ModuleNotFoundError: No module named 'nbdev'

In [None]:
#| export
import time

import pandas as pd
from datasets import load_dataset, Audio
from jiwer import wer, cer
from transformers import pipeline

from malayalam_asr_benchmarking.utils import whisper_norm, is_target_text_in_range, get_text, normalise, data, get_model_size, clear_gpu_memory

In [None]:
#| export
def load_common_voice_malayalam_dataset():
    dataset = load_dataset(
            "mozilla-foundation/common_voice_11_0",
            "ml",
            split="test"
    )
    dataset = dataset.cast_column("audio", Audio(sampling_rate=16000))
    dataset = dataset.map(normalise)
    dataset = dataset.filter(is_target_text_in_range, input_columns=["norm_text"])
    return dataset

In [None]:
#| export
def evaluate_whisper_model_common_voice(model_name: "str")->None:
    whisper_asr = pipeline(
            "automatic-speech-recognition", model=model_name, device=0
        )
    dataset = load_common_voice_malayalam_dataset()
    
    predictions = []
    references = []

    start = time.time()
    for out in whisper_asr(data(dataset), batch_size=16):
        predictions.append(whisper_norm(out["text"]))
        references.append(out["reference"][0])
        
        
    end = time.time()
    print(f"Total time taken: {end - start}")
    
    df = pd.DataFrame({"predictions": predictions, "ground_truth": references})
    df["model_name"] = model_name
    df["wer"] = df.apply(lambda row: wer(row["ground_truth"], row["predictions"]), axis=1)
    df["cer"] = df.apply(lambda row: cer(row["ground_truth"], row["predictions"]), axis=1)
    df["total_time"] = end-start
    
    rwer = wer(references, predictions)
    rwer = round(100 * rwer, 2)
    print(f"The WER of model: {rwer}")

    rcer = cer(references, predictions)
    rcer = round(100 * rcer, 2)
    print(f"The CER of model: {rcer}")
    
    print(f"The model size is: {get_model_size(whisper_asr.model)}")
    df["model_size"] = get_model_size(whisper_asr.model)
    df.to_parquet(f"test_file.parquet")
    
    clear_gpu_memory()

## Testing with a sample model

In [None]:
#|eval: false
evaluate_whisper_model_common_voice("parambharat/whisper-tiny-ml")

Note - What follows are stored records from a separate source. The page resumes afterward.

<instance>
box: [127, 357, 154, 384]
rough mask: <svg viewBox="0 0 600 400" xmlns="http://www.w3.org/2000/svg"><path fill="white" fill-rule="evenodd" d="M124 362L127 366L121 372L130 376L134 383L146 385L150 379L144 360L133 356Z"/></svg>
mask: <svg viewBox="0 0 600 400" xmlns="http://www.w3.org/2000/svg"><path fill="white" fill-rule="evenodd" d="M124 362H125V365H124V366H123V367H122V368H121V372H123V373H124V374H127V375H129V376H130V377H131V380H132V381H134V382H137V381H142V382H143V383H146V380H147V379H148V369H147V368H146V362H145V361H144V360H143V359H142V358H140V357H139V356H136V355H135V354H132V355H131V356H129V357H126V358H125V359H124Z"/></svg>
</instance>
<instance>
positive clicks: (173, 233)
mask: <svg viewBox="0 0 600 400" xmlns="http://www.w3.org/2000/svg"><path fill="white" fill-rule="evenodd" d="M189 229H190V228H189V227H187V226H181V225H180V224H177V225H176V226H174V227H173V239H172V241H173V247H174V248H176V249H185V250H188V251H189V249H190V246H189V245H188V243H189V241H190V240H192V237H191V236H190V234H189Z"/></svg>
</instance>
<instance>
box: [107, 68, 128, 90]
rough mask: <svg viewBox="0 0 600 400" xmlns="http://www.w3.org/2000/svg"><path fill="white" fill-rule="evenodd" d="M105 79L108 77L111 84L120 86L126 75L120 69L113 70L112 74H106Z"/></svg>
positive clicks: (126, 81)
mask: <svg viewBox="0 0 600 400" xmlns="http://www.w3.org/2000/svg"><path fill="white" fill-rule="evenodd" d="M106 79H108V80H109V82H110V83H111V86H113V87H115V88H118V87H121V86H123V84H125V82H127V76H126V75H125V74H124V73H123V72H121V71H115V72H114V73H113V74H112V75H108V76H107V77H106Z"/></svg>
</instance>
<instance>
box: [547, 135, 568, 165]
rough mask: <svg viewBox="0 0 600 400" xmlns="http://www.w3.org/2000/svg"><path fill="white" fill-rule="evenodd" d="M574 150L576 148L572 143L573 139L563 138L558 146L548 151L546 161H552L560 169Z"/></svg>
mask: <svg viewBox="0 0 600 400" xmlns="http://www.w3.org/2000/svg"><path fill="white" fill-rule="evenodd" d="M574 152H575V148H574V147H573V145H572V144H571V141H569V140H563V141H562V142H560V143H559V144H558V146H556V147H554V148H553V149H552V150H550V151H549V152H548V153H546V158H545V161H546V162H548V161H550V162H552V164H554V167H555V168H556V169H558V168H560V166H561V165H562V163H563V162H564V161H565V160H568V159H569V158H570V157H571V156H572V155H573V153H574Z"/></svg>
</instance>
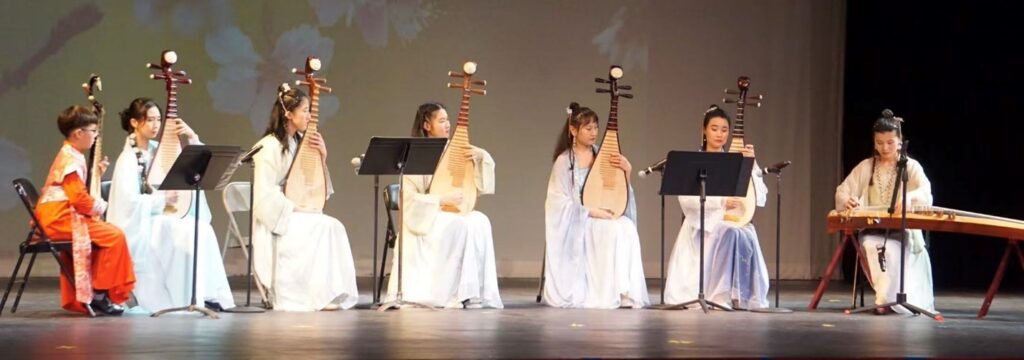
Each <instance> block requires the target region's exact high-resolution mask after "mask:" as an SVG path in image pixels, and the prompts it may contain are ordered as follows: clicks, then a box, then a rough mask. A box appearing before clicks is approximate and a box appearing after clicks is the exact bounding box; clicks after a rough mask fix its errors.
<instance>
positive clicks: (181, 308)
mask: <svg viewBox="0 0 1024 360" xmlns="http://www.w3.org/2000/svg"><path fill="white" fill-rule="evenodd" d="M176 311H187V312H199V313H203V315H205V316H209V317H210V318H211V319H219V318H220V316H217V313H215V312H213V310H210V309H207V308H205V307H201V306H195V305H189V306H183V307H180V308H171V309H164V310H161V311H158V312H155V313H153V315H150V316H151V317H157V316H160V315H164V314H167V313H173V312H176Z"/></svg>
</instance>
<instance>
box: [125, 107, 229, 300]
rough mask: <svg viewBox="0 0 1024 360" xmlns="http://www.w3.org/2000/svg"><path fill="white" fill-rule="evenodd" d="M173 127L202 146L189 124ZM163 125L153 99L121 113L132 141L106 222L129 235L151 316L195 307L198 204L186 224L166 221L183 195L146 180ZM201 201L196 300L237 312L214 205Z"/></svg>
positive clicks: (126, 236)
mask: <svg viewBox="0 0 1024 360" xmlns="http://www.w3.org/2000/svg"><path fill="white" fill-rule="evenodd" d="M167 122H168V123H167V125H166V126H165V131H170V132H172V133H174V134H177V135H179V136H185V137H186V138H188V143H189V144H201V142H200V141H199V135H197V134H196V132H195V131H193V129H191V128H190V127H188V125H187V124H185V123H184V122H183V121H181V120H180V119H167ZM160 124H161V110H160V107H159V106H158V105H157V103H156V102H154V101H153V100H152V99H148V98H144V97H142V98H137V99H134V100H132V102H131V103H130V104H129V105H128V108H125V109H124V111H122V113H121V127H122V128H123V129H124V130H125V131H127V132H128V133H129V135H128V138H127V139H126V141H125V144H124V148H123V149H122V151H121V155H120V156H118V160H117V163H116V164H115V167H114V177H113V178H112V179H111V201H110V208H109V209H108V213H106V220H108V221H110V222H111V223H112V224H115V225H117V226H119V227H121V228H122V229H124V231H125V235H126V237H127V239H128V249H129V250H130V251H131V257H132V260H133V261H134V264H135V277H136V278H137V280H138V281H137V283H136V286H135V291H134V294H135V300H136V301H137V302H138V305H139V306H140V307H141V308H142V309H144V310H145V311H148V312H153V311H158V310H163V309H169V308H175V307H182V306H187V305H188V304H189V303H190V301H191V291H193V287H191V267H193V260H191V257H193V256H194V254H193V249H194V244H193V242H194V241H195V240H196V237H195V234H194V231H195V230H194V228H195V221H196V219H195V217H196V216H197V215H196V206H195V204H194V205H193V206H191V210H190V211H189V213H188V215H186V216H185V217H184V218H179V217H177V216H166V215H164V209H165V202H174V201H176V200H177V197H178V196H181V195H179V193H180V192H178V191H157V190H155V189H154V187H153V186H151V185H150V184H147V183H146V180H145V177H146V172H147V170H148V169H150V168H151V165H152V162H153V158H154V153H155V151H156V149H157V145H158V142H157V140H159V139H157V138H156V137H157V134H158V132H159V131H160ZM187 193H188V192H185V193H183V194H185V195H186V194H187ZM201 197H202V204H201V205H200V209H201V211H200V215H199V217H200V224H199V232H200V233H199V259H198V273H197V274H198V276H197V277H196V299H197V300H199V301H205V303H206V306H207V307H208V308H210V309H213V310H218V311H219V310H223V309H225V308H231V307H234V300H233V298H232V296H231V288H230V287H229V286H228V284H227V275H226V274H225V273H224V264H223V261H222V260H221V258H220V252H219V250H218V249H217V235H216V234H215V233H214V231H213V227H212V226H210V210H209V207H208V204H209V202H207V201H206V196H205V195H201ZM165 200H166V201H165Z"/></svg>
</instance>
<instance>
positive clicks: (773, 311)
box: [748, 307, 793, 314]
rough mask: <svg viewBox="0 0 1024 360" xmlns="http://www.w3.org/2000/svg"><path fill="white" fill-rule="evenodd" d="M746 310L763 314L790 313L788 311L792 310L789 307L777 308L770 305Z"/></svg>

Found cached dataset common_voice_11_0 (/home/.cache/huggingface/datasets/mozilla-foundation___common_voice_11_0/ml/11.0.0/2c65b95d99ca879b1b1074ea197b65e0497848fd697fdb0582e0f6b75b6f4da0)
Loading cached processed dataset at /home/.cache/huggingface/datasets/mozilla-foundation___common_voice_11_0/ml/11.0.0/2c65b95d99ca879b1b1074ea197b65e0497848fd697fdb0582e0f6b75b6f4da0/cache-374585c2877047e3.arrow
Loading cached processed dataset at /home/.cache/huggingface/datasets/mozilla-foundation___common_voice_11_0/ml/11.0.0/2c65b95d99ca879b1b1074ea197b65e0497848fd697fdb0582e0f6b75b6f4da0/cache-22670505c562e0d4.arrow


Total time taken: 65.49683594703674
The WER of model: 38.31
The CER of model: 21.93
The model size is: 37.76M